Work share legislation was shut down at the Statehouse Tuesday without even a committee vote.
file photoINDIANAPOLIS -- It’s hard to find issues at the Statehouse that both the Indiana Chamber of Commerce and the unions agree on, but instituting a work share program is one. In spite of this, work share legislation was shut down Tuesday without even a committee vote.
Work share programs allow companies to reduce hours instead of laying people off. Employees can then claim partial unemployment benefits to help compensate for the cut in hours. An Indiana Chamber of Commerce study says at the peak of a recession, around 3 percent of the workforce would use work share, stabilizing about half a million dollars in income a month and about 10,000 workers. Subaru of Indiana’s Tom Easterday says work share helps halt what he calls the “exodus” of skilled workers during an economic downturn.
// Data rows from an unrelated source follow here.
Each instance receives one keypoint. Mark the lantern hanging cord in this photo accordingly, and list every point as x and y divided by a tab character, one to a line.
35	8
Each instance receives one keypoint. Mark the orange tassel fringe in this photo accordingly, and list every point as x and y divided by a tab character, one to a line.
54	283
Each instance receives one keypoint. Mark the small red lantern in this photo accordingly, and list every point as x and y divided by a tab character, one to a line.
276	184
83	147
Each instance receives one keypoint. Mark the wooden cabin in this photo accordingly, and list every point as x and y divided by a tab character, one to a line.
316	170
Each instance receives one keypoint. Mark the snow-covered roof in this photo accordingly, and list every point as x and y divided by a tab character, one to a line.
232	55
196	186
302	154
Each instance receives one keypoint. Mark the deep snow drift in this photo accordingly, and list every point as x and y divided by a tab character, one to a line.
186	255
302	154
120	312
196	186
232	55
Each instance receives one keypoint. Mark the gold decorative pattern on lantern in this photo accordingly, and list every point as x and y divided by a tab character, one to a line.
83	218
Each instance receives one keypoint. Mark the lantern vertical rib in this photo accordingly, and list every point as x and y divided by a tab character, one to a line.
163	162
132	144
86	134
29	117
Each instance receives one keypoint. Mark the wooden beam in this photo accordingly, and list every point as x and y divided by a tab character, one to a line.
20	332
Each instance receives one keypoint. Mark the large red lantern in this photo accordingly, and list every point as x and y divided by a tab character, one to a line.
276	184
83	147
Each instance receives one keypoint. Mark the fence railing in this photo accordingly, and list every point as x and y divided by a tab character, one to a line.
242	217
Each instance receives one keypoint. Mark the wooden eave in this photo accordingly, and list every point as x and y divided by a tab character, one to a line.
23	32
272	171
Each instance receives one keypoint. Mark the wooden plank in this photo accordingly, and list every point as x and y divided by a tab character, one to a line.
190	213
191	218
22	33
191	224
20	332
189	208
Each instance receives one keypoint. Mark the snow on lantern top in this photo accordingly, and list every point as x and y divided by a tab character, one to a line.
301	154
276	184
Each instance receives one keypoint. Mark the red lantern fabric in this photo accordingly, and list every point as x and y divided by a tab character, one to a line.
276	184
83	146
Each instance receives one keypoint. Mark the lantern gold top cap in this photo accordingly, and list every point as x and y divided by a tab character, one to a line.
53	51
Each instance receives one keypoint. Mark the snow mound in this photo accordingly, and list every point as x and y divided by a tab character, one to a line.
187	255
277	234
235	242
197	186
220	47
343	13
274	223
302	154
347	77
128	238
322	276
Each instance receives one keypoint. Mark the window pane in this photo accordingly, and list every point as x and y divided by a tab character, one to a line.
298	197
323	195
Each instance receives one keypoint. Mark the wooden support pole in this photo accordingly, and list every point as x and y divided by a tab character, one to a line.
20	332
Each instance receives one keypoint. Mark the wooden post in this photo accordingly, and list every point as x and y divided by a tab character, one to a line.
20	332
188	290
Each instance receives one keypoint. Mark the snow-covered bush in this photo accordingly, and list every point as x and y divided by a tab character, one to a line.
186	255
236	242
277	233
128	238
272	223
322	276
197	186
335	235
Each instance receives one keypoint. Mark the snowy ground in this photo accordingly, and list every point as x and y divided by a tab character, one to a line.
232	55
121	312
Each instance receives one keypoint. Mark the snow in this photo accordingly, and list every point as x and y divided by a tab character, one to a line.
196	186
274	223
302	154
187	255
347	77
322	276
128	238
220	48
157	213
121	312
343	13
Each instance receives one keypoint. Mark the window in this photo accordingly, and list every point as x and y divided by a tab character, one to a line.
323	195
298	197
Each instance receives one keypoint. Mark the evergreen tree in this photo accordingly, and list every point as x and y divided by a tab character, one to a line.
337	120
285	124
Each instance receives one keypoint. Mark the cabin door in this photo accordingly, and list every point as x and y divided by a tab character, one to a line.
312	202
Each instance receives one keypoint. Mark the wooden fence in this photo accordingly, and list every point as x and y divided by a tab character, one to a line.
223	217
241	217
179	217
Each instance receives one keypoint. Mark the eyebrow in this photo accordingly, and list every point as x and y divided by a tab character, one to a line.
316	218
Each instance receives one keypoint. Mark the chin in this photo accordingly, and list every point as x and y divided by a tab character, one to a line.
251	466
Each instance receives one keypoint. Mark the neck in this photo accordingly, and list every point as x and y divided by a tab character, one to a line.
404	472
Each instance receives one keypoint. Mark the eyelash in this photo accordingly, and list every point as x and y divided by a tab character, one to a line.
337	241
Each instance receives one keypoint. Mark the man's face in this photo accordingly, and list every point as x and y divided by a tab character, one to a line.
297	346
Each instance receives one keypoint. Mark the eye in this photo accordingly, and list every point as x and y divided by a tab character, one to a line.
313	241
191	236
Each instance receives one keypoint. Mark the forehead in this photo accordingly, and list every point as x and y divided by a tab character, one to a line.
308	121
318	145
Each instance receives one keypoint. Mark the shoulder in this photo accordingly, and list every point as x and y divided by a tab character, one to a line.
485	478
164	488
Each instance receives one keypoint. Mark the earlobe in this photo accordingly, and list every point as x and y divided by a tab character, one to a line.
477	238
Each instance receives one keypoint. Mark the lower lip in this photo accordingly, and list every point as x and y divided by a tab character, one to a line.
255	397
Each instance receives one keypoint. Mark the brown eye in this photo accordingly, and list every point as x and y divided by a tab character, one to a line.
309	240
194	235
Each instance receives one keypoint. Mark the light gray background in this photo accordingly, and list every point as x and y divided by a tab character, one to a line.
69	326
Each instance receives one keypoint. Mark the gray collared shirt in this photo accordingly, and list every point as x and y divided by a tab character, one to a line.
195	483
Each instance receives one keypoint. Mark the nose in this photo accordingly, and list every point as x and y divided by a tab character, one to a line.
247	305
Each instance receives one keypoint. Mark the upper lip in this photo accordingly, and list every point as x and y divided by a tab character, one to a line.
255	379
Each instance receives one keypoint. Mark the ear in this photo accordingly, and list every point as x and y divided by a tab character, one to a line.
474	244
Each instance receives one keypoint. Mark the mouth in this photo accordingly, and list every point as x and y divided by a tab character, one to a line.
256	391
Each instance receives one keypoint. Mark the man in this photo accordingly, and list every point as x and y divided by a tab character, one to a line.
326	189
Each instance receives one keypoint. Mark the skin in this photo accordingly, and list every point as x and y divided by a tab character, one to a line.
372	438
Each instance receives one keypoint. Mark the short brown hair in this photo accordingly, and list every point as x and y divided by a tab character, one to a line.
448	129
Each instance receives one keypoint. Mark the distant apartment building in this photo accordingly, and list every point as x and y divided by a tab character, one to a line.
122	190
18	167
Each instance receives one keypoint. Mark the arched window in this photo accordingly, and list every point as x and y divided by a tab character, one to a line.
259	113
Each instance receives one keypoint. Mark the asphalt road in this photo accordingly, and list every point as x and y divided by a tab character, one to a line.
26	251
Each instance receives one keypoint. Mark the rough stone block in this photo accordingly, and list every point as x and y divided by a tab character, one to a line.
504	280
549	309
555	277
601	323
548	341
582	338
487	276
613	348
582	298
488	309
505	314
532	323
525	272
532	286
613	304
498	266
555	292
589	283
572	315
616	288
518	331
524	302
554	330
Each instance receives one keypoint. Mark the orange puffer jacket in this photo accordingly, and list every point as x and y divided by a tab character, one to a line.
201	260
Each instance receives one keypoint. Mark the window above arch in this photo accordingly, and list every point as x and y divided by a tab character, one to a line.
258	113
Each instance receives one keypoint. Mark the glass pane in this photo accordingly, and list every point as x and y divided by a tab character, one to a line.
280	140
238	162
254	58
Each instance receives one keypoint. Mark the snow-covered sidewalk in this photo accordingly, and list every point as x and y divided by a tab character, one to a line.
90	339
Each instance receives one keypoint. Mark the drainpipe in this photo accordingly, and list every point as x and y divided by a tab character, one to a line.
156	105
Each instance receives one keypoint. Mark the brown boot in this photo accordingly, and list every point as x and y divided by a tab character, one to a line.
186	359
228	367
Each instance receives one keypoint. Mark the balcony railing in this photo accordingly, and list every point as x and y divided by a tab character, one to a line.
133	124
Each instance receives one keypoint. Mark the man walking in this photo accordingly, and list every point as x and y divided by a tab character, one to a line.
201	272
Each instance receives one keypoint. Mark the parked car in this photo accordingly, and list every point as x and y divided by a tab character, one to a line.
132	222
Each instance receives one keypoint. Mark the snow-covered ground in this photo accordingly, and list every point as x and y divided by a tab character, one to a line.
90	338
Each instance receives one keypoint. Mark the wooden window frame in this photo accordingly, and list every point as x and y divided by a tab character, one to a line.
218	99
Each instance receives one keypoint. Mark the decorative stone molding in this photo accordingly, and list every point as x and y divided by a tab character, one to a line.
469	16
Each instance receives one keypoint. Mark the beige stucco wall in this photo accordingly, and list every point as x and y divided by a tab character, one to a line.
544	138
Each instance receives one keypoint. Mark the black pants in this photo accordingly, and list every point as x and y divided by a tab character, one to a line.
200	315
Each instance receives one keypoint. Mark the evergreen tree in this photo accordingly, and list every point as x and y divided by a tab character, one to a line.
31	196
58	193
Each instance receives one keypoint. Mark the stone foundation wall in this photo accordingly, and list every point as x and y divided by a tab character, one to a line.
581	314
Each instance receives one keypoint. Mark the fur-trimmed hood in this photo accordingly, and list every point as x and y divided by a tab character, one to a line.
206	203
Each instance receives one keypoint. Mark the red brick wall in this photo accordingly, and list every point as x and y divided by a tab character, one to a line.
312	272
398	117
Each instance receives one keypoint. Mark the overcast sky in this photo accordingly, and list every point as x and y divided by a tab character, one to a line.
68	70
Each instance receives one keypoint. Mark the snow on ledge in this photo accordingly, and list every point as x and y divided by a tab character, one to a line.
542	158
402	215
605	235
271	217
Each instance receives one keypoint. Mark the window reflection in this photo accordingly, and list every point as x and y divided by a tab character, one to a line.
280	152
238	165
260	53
“The loss of those skilled workers and the experience they possess can have a significant negative impact on a company’s ability to recover,” Easterday said.
But Indiana Department of Workforce Development’s Josh Richardson, whose agency opposes work share, says even at the peak of a recession he’d expect a participation rate of less than 1 percent. And at a significant cost to the state.
“A year one cost of about two and a half million and then about a million dollars a year, annually,” Richardson said.
The House Labor Committee only took testimony on the bill Tuesday. Committee chair Doug Gutwein says his biggest concern is how to pay for the program; and that the measure won’t get a vote this session.